The easiest route is to ChatGPT related websites on company networks. However, since means filtering domains and IP addresses on the firewall or proxy, it still leaves a window open for data leakage.

Since users often use their own personal devices or networks, this is not a foolproof modus operandi as IPs can change periodically. Every time the cybersecurity team shuts down one address, another one could open, and technocrats would be busy just locking one door as another one gets unlocked.

Companies could consider Advanced Data Loss Prevention (DLP) and Cloud Access Security Broker (CASB) systems, which could monitor all outgoing communications from the organizational networks. However, this is easier said than done because monitoring communications over TLS-encrypted (SSL) website sessions could open a company to privacy concerns.

If the legal and technical teams give the company the go-ahead, it can work with providers like Cymulate and leverage solutions like their Advanced Scenarios module already for testing simulations.

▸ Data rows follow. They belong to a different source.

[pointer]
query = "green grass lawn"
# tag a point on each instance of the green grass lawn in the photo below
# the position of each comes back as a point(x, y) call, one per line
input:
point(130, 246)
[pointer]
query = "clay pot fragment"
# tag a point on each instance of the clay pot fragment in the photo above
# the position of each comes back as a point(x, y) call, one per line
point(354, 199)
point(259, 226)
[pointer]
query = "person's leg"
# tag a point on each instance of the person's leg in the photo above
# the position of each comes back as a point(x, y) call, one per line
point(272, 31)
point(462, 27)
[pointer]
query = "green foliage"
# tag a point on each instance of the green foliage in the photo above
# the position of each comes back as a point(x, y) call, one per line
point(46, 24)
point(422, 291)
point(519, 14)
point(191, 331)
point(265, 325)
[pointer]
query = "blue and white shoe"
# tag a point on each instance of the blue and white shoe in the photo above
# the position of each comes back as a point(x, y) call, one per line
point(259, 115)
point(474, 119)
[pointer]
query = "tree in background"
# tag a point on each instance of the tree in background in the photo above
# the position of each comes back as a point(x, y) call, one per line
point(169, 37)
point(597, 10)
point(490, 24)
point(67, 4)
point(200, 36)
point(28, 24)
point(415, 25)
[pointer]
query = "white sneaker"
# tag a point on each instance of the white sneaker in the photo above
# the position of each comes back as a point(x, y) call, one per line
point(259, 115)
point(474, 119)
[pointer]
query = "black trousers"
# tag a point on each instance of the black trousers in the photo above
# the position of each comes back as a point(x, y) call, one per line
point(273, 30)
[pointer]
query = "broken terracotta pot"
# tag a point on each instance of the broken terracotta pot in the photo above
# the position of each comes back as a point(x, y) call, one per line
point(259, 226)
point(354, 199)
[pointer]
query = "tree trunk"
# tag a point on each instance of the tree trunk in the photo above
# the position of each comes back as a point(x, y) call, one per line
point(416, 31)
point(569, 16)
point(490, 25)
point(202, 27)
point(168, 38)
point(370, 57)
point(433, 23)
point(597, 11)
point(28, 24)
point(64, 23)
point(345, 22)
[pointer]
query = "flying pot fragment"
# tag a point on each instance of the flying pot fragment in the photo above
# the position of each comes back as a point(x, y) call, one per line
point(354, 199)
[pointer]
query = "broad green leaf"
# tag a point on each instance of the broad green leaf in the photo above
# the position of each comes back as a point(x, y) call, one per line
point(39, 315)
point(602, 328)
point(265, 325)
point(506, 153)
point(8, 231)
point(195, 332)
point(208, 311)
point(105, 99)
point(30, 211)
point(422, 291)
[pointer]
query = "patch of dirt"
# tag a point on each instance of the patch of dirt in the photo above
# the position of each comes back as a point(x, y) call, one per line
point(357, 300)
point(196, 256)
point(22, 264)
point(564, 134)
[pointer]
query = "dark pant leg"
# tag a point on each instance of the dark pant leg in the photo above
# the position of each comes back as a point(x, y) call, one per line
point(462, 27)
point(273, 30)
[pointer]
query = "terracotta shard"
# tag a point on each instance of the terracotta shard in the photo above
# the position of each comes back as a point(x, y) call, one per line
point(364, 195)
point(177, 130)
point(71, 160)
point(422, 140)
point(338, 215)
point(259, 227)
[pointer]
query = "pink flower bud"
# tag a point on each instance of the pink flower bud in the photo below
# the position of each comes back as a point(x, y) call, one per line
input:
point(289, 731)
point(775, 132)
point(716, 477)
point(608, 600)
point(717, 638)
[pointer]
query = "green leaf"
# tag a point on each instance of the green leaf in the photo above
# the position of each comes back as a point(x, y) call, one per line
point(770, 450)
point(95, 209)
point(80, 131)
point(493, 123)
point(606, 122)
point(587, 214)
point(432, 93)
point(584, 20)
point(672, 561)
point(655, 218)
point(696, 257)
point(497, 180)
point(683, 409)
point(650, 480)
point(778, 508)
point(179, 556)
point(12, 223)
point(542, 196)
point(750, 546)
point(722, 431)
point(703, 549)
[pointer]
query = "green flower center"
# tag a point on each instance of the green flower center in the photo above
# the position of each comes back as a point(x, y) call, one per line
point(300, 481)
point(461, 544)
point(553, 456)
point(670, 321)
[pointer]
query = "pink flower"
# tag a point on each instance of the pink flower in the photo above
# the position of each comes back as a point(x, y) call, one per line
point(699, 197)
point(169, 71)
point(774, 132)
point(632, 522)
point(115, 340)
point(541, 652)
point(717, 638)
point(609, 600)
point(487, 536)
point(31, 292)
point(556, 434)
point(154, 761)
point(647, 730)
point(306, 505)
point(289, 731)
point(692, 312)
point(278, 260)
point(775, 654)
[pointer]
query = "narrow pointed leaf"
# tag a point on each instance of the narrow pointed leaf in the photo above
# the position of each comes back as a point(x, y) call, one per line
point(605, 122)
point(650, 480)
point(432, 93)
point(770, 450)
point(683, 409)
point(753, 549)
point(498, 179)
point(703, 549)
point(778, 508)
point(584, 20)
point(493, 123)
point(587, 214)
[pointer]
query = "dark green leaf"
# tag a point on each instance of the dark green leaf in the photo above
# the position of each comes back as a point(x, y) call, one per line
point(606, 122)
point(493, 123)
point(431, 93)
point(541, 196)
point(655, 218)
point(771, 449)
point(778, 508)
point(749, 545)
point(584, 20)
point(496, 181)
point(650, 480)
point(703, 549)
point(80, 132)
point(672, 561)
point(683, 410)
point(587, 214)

While tech tools are essential in plugging any potential data leakage, the most important part of the cybersecurity journey is user education. Companies can put strong access controls in place so that only authorized personnel can access specific information. Further this data exchange should be regularly monitored to identify any suspicious behavior, which needs proactive intervention.

Organizations should also educate people within the corporate structure about the importance of the data they are responsible for, and the liabilities the company could be responsible for. Once they realise its significance and the risks of data sharing with AI chatbots, they are likely to be more careful about data integrity.

At the same time, data backup should be done regularly to safeguard all digital assets, in case any breach does occur. After all, prevention is definitely better than cure when it comes to data security, especially as ChatGPT gains wider acceptance.